Keywords: Tags  AMM Comment, John Ambrosia

When William Faulkner wrote that “The past is never dead. It’s not even past,” chances are he wasn’t thinking about the steel industry. But nevertheless, the idea applies quite well. Without an awareness of metals history and at least living partially under the shadow that it casts, forward progress would not be possible.

This issue contains a lot of the past, and that history certainly is very much alive. This year, AMM celebrates its 130th year, and stories in this issue and throughout 2012 reinforce connections to the continuum of history.

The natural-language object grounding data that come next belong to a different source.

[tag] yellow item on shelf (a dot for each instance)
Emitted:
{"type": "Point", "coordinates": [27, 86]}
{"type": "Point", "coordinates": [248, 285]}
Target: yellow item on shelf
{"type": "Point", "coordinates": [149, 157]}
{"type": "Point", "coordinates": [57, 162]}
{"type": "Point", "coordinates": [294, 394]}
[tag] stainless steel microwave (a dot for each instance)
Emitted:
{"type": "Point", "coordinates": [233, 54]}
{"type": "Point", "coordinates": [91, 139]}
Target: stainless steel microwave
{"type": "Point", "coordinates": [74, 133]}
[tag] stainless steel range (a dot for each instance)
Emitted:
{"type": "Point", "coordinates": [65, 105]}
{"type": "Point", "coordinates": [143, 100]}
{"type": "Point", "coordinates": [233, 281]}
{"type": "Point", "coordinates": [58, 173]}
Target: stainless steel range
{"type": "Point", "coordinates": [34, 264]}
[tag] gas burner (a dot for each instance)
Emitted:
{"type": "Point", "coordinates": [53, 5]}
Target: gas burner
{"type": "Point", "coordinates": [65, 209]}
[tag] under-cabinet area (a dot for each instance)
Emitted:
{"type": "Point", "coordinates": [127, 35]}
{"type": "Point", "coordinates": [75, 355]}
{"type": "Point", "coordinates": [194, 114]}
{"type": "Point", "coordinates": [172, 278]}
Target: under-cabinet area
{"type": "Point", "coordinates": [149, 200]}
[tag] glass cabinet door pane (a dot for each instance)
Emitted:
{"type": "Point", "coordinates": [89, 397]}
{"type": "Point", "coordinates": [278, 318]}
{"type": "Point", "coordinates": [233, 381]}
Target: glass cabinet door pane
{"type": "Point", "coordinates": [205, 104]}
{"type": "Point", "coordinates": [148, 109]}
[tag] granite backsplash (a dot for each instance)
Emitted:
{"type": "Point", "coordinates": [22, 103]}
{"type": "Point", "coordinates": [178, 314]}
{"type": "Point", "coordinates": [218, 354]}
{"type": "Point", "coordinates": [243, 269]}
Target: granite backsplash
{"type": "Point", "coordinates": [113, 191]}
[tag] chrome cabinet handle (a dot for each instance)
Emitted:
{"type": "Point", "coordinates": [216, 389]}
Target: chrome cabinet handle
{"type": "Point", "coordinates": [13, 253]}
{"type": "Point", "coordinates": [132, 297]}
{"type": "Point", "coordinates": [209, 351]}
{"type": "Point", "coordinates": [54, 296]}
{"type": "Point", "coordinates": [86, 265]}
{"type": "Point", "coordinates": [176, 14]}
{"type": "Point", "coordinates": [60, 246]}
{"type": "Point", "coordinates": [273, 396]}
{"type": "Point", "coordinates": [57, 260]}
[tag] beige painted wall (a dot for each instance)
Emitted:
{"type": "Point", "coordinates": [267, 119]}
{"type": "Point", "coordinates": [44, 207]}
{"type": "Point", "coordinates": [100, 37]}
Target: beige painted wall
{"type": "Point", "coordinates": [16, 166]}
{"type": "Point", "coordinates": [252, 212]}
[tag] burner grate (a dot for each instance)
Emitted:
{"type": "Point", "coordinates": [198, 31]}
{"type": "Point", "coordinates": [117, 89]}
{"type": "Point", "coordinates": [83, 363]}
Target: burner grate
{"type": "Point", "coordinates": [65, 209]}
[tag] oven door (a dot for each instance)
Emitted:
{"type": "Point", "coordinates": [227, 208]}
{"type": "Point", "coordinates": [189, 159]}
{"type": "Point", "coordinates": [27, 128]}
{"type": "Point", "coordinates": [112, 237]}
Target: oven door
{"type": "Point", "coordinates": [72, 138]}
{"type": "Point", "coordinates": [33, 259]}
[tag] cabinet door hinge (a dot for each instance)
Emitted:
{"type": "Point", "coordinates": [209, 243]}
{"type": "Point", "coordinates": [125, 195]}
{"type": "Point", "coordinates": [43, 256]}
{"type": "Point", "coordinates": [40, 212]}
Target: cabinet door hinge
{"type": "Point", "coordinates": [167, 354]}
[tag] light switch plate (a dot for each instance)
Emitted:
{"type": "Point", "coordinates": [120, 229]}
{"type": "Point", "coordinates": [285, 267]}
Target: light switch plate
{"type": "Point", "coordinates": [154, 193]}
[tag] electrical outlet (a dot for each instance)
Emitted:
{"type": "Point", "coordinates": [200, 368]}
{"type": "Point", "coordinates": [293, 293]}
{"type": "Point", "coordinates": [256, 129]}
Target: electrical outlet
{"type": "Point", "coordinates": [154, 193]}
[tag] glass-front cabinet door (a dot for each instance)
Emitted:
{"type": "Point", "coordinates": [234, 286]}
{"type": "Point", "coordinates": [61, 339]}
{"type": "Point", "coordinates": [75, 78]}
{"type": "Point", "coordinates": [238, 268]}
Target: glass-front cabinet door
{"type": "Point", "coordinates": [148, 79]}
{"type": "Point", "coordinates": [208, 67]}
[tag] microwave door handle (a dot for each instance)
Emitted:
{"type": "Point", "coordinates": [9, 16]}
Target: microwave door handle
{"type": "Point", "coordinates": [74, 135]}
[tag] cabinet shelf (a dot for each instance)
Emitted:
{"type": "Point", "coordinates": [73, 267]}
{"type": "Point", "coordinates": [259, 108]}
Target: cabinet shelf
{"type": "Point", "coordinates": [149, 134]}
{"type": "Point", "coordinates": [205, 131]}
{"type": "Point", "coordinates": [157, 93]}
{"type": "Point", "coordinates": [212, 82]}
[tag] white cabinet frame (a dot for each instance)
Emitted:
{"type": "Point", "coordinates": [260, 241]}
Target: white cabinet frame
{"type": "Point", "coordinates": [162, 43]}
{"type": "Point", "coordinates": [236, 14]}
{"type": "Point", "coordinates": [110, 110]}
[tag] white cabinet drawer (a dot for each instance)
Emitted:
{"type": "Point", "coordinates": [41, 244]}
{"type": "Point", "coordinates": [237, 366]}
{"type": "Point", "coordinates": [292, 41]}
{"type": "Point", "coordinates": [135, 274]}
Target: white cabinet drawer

During the first half of the year, AMM launched its Steel Hall of Fame and inducted 13 members; we ran a story celebrating the centenary of the development and application of stainless steel; and this month we feature a look at steel museums. As Lisa Gordon reports (page 22), “Regardless of size, each location serves as a living testament to the awareness of how important it is to preserve the industry’s heritage. While modern marvels like the Internet might connect the world, it is steel that holds it together.”

It has been true for more than a century that America recognizes the vital contributions that iron and steel have made to its growth and development. The ongoing effort to preserve the history and heritage of the steel industry is a testament to that respect. There are museums scattered across the country dedicated to preserving and honoring the history and heritage of the industry and educating future generations on how molten iron runs through the nation’s veins, Gordon writes.

Why is this important? For one thing, it is impossible to know thoroughly where to go next without an understanding of where we’ve been. For another, celebrating and meditating upon the breakthroughs of previous generations provides confidence when striding forward with new ventures and risks. Standing on the shoulders of giants can provide breathtaking vistas.

If you live or will be traveling near one of the steel museums featured in this issue—or one you know of that we didn’t get to this time around—take the time to visit it and reflect on the story of this important industry and why it still matters, and visit AMM’s Steel Hall of Fame at Think about the past not as something to be viewed in the rear-view mirror, but as a parallel highway that beckons to us even as we speed forward on our own paths.